In den Jahren vor dem Ersten Weltkrieg besuchten Tausende von Männern im Deutschen Reich regelmäßig Schießstände und trafen sich in den Sälen der Schützenvereine. Als Ausdruck einer rein männlichen, patriotischen Geselligkeit beriefen sich die Schützenvereine auf einen illustren Ursprung in den einstigen Bürgerwehren, die im Spätmittelalter und in der Neuzeit Städte und Dörfer verteidigten. Diese Tradition des bewaffneten Bürgertums erhielt in den nachfolgenden Jahrhunderten eine neue Bedeutung, der Hauptzweck der modernen Schützenvereine wurde in erster Linie die moralische Verteidigung der Gemeinschaft. Aber was verblieb von der ehemals militärischen Berufung dieser Vereine? Und warum erfreuten sich so viele gewöhnliche Männer daran, ein Gewehr anzulegen und sich im Schießen zu üben?

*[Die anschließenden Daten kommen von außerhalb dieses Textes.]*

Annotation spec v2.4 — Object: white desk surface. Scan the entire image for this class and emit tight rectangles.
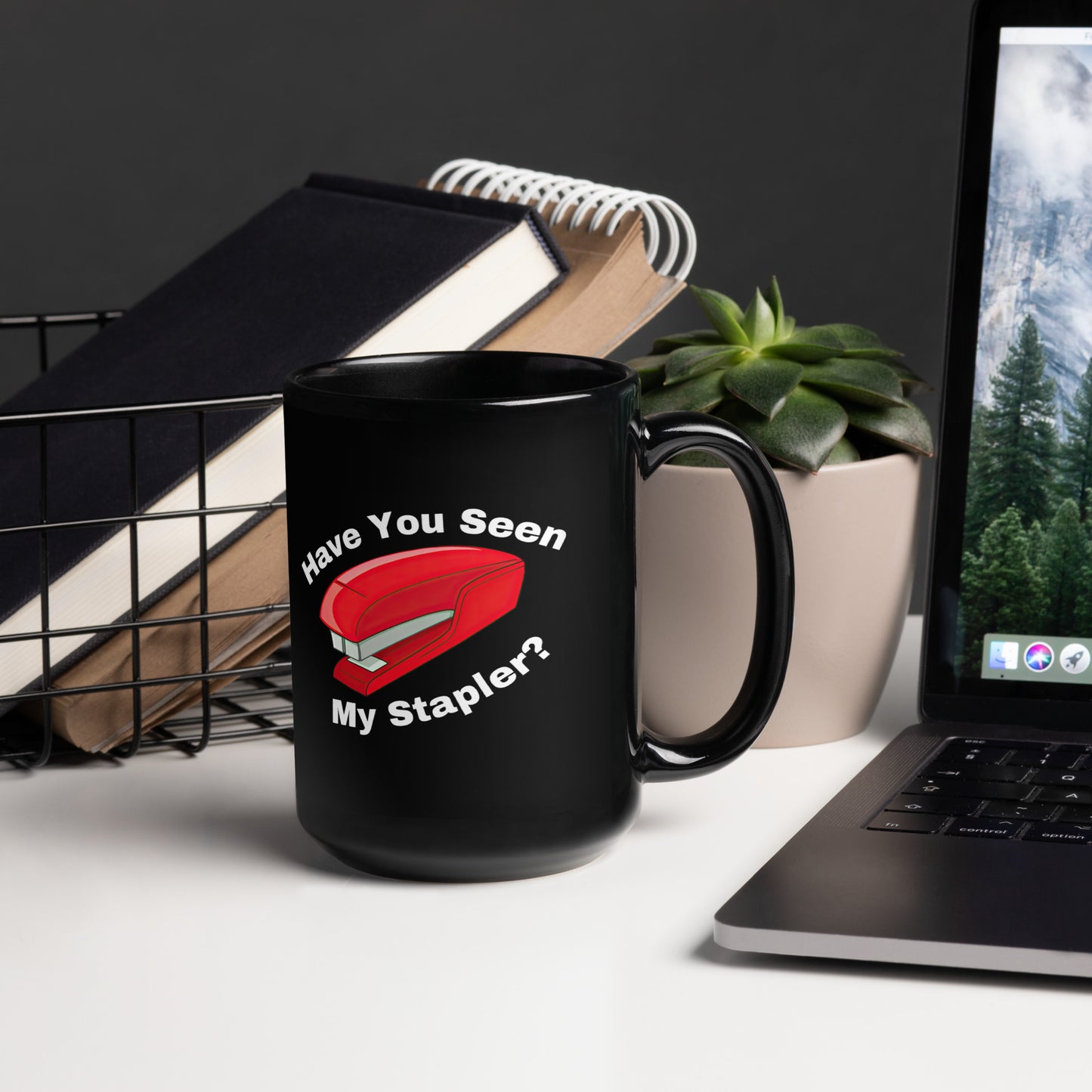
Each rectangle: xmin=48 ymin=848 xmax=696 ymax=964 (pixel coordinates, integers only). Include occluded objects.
xmin=0 ymin=618 xmax=1092 ymax=1092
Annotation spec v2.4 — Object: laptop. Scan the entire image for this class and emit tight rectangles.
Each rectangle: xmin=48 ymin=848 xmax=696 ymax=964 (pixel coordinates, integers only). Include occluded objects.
xmin=713 ymin=0 xmax=1092 ymax=976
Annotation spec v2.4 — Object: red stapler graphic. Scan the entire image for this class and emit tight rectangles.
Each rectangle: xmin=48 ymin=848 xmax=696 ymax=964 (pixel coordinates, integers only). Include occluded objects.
xmin=320 ymin=546 xmax=523 ymax=694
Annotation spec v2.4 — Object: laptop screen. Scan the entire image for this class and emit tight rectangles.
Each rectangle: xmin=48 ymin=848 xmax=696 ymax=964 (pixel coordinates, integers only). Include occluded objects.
xmin=949 ymin=26 xmax=1092 ymax=685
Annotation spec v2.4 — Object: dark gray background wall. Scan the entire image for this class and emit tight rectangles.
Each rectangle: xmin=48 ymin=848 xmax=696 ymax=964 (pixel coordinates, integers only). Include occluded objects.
xmin=0 ymin=0 xmax=970 ymax=603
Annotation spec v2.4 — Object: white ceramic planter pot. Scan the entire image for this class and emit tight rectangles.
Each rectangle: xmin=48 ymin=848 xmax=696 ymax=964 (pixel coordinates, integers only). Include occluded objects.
xmin=638 ymin=454 xmax=920 ymax=747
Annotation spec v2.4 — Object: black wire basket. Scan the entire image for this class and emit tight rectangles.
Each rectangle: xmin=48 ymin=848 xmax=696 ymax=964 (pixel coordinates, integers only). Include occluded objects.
xmin=0 ymin=311 xmax=292 ymax=769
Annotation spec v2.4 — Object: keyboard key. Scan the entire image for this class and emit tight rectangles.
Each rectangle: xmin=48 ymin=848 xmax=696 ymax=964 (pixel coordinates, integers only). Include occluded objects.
xmin=978 ymin=797 xmax=1052 ymax=820
xmin=938 ymin=739 xmax=1009 ymax=763
xmin=945 ymin=819 xmax=1023 ymax=837
xmin=1026 ymin=785 xmax=1092 ymax=804
xmin=1026 ymin=766 xmax=1092 ymax=788
xmin=903 ymin=778 xmax=1031 ymax=804
xmin=1024 ymin=822 xmax=1092 ymax=845
xmin=886 ymin=796 xmax=982 ymax=818
xmin=922 ymin=763 xmax=1040 ymax=781
xmin=868 ymin=812 xmax=948 ymax=834
xmin=1004 ymin=750 xmax=1077 ymax=770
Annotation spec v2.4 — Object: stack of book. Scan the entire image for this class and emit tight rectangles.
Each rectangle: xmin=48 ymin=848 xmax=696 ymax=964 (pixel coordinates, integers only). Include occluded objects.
xmin=0 ymin=160 xmax=694 ymax=751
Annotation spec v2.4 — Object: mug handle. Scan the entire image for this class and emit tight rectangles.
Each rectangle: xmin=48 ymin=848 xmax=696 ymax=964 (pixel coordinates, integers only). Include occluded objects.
xmin=633 ymin=413 xmax=794 ymax=781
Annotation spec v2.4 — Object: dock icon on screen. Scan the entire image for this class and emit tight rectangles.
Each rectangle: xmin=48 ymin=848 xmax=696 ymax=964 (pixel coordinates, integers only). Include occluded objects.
xmin=989 ymin=641 xmax=1020 ymax=672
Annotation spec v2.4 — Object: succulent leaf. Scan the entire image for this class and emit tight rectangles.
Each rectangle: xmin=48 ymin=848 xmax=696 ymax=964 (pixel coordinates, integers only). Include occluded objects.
xmin=771 ymin=322 xmax=902 ymax=363
xmin=724 ymin=356 xmax=804 ymax=417
xmin=766 ymin=326 xmax=843 ymax=363
xmin=690 ymin=285 xmax=749 ymax=345
xmin=763 ymin=277 xmax=786 ymax=338
xmin=849 ymin=402 xmax=933 ymax=456
xmin=717 ymin=387 xmax=849 ymax=473
xmin=626 ymin=354 xmax=667 ymax=391
xmin=824 ymin=436 xmax=861 ymax=466
xmin=741 ymin=288 xmax=778 ymax=349
xmin=652 ymin=329 xmax=724 ymax=353
xmin=630 ymin=277 xmax=933 ymax=472
xmin=641 ymin=371 xmax=724 ymax=414
xmin=888 ymin=360 xmax=933 ymax=394
xmin=664 ymin=345 xmax=749 ymax=387
xmin=798 ymin=356 xmax=905 ymax=408
xmin=812 ymin=322 xmax=902 ymax=359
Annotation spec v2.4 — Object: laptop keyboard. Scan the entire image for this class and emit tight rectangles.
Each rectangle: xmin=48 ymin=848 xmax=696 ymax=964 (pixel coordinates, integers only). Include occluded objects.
xmin=868 ymin=739 xmax=1092 ymax=845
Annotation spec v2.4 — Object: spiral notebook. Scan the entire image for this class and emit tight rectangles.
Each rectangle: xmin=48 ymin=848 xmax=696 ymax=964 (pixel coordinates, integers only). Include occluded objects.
xmin=425 ymin=159 xmax=698 ymax=356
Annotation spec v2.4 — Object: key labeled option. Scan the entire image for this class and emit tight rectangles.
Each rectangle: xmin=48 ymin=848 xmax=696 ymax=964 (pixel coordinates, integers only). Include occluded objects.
xmin=1024 ymin=822 xmax=1092 ymax=845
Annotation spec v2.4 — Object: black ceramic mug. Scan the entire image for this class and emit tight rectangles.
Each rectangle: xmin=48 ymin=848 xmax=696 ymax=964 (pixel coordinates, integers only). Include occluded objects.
xmin=284 ymin=351 xmax=793 ymax=880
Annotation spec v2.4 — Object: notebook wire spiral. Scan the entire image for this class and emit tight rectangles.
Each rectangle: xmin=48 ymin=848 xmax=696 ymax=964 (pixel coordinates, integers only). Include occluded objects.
xmin=425 ymin=159 xmax=698 ymax=280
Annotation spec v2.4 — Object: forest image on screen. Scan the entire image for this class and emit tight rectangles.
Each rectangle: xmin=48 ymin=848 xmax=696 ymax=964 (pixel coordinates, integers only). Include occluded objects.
xmin=955 ymin=44 xmax=1092 ymax=676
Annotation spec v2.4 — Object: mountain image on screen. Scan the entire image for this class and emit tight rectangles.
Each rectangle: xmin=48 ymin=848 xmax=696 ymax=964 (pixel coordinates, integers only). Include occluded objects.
xmin=954 ymin=45 xmax=1092 ymax=676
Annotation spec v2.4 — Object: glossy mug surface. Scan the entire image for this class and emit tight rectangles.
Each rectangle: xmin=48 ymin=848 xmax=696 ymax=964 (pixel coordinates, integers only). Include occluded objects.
xmin=285 ymin=351 xmax=793 ymax=880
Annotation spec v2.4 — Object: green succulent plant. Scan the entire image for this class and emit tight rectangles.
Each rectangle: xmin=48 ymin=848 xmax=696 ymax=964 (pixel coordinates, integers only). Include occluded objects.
xmin=629 ymin=277 xmax=933 ymax=473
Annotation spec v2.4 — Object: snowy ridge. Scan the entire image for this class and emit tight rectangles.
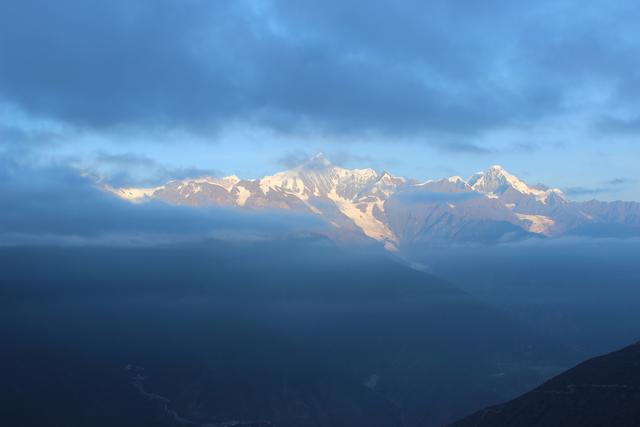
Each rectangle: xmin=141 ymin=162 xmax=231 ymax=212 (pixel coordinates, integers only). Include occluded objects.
xmin=103 ymin=154 xmax=640 ymax=250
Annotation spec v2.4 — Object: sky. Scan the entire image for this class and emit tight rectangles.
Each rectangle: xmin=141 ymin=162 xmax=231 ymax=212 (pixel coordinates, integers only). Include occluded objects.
xmin=0 ymin=0 xmax=640 ymax=200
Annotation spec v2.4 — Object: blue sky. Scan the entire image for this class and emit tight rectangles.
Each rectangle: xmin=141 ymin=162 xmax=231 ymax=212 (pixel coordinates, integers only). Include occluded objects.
xmin=0 ymin=0 xmax=640 ymax=200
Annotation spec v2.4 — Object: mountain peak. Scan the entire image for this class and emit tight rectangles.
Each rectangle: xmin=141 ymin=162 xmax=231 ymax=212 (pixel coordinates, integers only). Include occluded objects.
xmin=302 ymin=151 xmax=332 ymax=167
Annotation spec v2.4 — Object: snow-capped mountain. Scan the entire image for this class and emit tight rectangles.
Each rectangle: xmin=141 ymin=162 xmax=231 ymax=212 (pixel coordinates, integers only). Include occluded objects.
xmin=106 ymin=154 xmax=640 ymax=250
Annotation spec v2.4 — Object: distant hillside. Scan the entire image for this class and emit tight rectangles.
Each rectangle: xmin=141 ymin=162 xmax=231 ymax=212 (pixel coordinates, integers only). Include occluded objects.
xmin=451 ymin=343 xmax=640 ymax=427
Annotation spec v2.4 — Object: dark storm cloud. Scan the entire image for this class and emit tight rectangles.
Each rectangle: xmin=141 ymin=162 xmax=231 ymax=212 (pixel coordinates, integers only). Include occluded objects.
xmin=0 ymin=157 xmax=323 ymax=244
xmin=0 ymin=0 xmax=640 ymax=144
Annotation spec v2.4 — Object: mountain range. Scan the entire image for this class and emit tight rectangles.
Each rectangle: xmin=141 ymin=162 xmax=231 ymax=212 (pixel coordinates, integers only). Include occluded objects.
xmin=109 ymin=153 xmax=640 ymax=250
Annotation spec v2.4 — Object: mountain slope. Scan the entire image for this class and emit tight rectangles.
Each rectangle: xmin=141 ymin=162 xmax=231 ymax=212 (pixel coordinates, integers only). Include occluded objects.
xmin=106 ymin=154 xmax=640 ymax=250
xmin=0 ymin=239 xmax=575 ymax=427
xmin=451 ymin=343 xmax=640 ymax=427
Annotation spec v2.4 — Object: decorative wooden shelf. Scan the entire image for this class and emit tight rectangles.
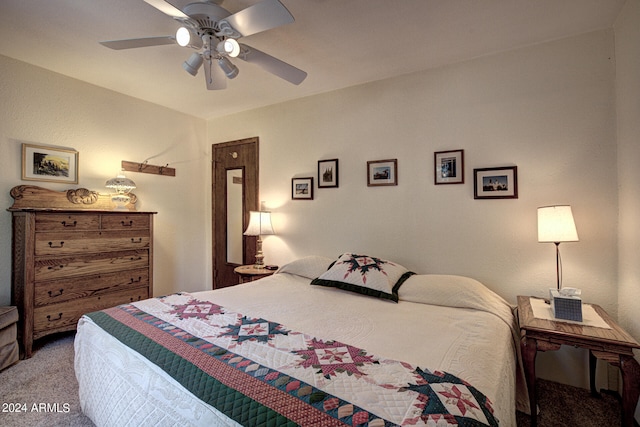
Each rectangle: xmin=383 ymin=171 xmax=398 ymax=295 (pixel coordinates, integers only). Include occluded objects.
xmin=122 ymin=160 xmax=176 ymax=176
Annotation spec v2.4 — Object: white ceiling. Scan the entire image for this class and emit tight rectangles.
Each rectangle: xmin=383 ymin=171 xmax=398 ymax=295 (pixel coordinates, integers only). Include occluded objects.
xmin=0 ymin=0 xmax=625 ymax=119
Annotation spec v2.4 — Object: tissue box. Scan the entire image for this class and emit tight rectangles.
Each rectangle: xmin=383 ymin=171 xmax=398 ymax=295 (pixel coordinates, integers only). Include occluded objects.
xmin=549 ymin=289 xmax=582 ymax=322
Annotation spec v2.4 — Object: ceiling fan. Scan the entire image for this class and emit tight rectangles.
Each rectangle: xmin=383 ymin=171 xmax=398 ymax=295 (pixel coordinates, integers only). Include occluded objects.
xmin=100 ymin=0 xmax=307 ymax=90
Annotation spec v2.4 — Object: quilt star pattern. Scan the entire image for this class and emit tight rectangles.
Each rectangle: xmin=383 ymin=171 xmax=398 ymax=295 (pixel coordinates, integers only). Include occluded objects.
xmin=87 ymin=293 xmax=498 ymax=427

Auf der Grundlage einer genauen Analyse der Schützenvereine zwischen 1871 und 1914 bietet das Buch ein Porträt des Deutschen Reiches und seiner Spannungen in einer Zeit, die von Nationalisierung, aber auch von Kolonisierung und Auswanderung geprägt war. Entgegen der wohlwollenden Lesart, die diese als Ausdruck reinen Freizeitvergnügens betrachtete, erweisen sich die Schützengesellschaften als eine Stütze der sozialen Ordnung mit stark normativem Charakter, welchen auch die Anwendung von Gewalt nicht fremd war.
Nicola Camilleri, Una cultura delle armi. Identità maschile e società di tiro nell'Impero tedesco (1871–1914), Roma: Carocci editore 2024 (Studi Storici Carocci), ISBN 978-8-8290-1817-8.